At the end of the project, 10,000 old and inefficient refrigerators were retrieved from homes and replaced with the same number of energy efficient ones.
About 30,000 illegally imported used refrigerators were seized and destroyed to prevent them from being used. The project yielded 400 gigawatt hours (GWh) of savings, i.e., a third of the total national generation. Carbon dioxide savings equaled one million tons.
Back home in Nigeria, a similar perspective is shared by Elohor Aiboni, Managing Director of Shell Nigeria Exploration and Production Company (SNEPCo).
She advised Nigerians to start embracing a consumption habit that guarantees that available power is efficiently utilized.
“In broad daylight, why do you leave your lights on? She asked, “The energy transition journey is not a sprint but a marathon, and we all have a role to play, no matter how small!” Be it in our consumption pattern or our supply pattern.
“Every single one of us in this country has a role to play, even as individuals,” she said.
“Behavioral attitudes are changing because those who are currently on prepaid meters are presently compelled by the current electricity cost, which is about N60.67/kWh (Kilowatts per hour), to conserve power at their offices and homes.”

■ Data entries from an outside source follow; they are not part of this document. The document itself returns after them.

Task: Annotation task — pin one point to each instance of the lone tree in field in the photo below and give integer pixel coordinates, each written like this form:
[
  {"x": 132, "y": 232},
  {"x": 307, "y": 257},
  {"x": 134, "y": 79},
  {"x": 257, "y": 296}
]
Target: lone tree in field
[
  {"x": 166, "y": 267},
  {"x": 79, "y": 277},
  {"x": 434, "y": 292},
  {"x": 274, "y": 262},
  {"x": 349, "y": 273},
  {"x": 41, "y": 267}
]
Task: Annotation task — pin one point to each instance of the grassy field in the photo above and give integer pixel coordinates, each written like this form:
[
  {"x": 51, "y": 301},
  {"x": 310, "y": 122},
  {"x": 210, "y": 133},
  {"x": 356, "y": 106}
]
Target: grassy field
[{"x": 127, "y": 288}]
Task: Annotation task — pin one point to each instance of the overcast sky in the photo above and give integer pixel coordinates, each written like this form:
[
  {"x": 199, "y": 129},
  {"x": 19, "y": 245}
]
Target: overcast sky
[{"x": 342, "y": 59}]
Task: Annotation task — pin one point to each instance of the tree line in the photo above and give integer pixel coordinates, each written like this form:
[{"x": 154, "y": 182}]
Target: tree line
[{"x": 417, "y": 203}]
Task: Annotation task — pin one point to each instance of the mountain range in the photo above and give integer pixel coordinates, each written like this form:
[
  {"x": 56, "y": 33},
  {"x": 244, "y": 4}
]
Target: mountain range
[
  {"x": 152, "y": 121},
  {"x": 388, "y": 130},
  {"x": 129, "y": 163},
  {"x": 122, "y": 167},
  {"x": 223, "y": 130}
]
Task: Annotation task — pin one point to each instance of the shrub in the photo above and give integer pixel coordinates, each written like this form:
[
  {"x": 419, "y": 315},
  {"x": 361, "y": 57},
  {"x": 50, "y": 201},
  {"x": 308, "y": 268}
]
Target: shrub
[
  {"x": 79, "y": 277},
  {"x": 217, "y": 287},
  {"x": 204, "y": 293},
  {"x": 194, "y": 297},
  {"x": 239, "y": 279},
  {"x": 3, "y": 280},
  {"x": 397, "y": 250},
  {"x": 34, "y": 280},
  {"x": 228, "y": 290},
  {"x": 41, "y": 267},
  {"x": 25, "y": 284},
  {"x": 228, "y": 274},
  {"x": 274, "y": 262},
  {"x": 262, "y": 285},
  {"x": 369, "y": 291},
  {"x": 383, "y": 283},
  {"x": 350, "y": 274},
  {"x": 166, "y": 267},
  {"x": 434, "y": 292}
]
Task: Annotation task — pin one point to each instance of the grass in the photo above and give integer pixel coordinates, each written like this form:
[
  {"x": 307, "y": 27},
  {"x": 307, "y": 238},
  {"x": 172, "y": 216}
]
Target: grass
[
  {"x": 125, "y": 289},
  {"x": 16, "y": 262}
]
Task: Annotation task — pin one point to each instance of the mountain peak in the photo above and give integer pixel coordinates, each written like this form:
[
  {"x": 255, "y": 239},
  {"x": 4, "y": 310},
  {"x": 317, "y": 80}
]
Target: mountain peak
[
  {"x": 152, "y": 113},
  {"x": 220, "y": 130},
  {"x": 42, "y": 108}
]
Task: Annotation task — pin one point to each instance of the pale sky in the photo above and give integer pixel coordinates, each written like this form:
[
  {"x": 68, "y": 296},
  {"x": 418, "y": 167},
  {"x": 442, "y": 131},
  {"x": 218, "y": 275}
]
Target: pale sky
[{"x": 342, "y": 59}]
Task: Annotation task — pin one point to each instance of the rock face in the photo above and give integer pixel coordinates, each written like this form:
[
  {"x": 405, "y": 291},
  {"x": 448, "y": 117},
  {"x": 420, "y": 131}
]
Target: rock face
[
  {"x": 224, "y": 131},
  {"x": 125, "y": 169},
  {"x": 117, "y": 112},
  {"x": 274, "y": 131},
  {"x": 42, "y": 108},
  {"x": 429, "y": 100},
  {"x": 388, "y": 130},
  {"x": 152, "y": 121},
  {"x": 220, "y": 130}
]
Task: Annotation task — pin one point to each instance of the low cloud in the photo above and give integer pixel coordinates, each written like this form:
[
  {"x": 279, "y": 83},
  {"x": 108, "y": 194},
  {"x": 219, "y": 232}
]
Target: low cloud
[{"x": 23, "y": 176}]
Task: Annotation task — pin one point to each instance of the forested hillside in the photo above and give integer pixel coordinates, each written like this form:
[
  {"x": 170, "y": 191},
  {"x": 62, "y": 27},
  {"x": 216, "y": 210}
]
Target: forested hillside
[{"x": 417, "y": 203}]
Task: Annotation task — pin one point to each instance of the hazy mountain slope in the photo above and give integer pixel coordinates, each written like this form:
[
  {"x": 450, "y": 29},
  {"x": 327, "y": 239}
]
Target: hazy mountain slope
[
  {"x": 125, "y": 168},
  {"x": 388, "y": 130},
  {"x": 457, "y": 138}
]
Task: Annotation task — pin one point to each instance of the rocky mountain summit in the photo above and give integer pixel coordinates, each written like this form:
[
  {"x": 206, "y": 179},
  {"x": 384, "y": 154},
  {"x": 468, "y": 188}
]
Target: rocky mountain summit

The changes are beginning to happen. .
“When we started installing the prepaid meters, a lot of people started putting off the air conditioners. They started putting off the heaters. Most people have stopped using dryers to dry their clothes. “With the new N60. 67/kWh electricity tariff as reviewed by the Nigerian Electricity Regulatory Commission (NERC) in May 2022, an average Nigerian household not having heavy electronics in use may be spending an estimated N40,000 monthly.
This is even worse for business owners and homes running on heavy machines, air conditioners, electric cookers, and the like.
EnergyDay holds strongly to the view that Nigeria should consciously recognise that energy efficiency has enormous potential to increase productivity and prosperity while cutting waste.
Appropriate laws are needed to fast track the new vision that the country is confronted with. Strong political leadership with a strong commitment to fighting corruption is a must!
The organized private sector business community is rather too docile , too dependent on political patronage and needs to set a new agenda for industrial excellence, innovation and the transformation of the country.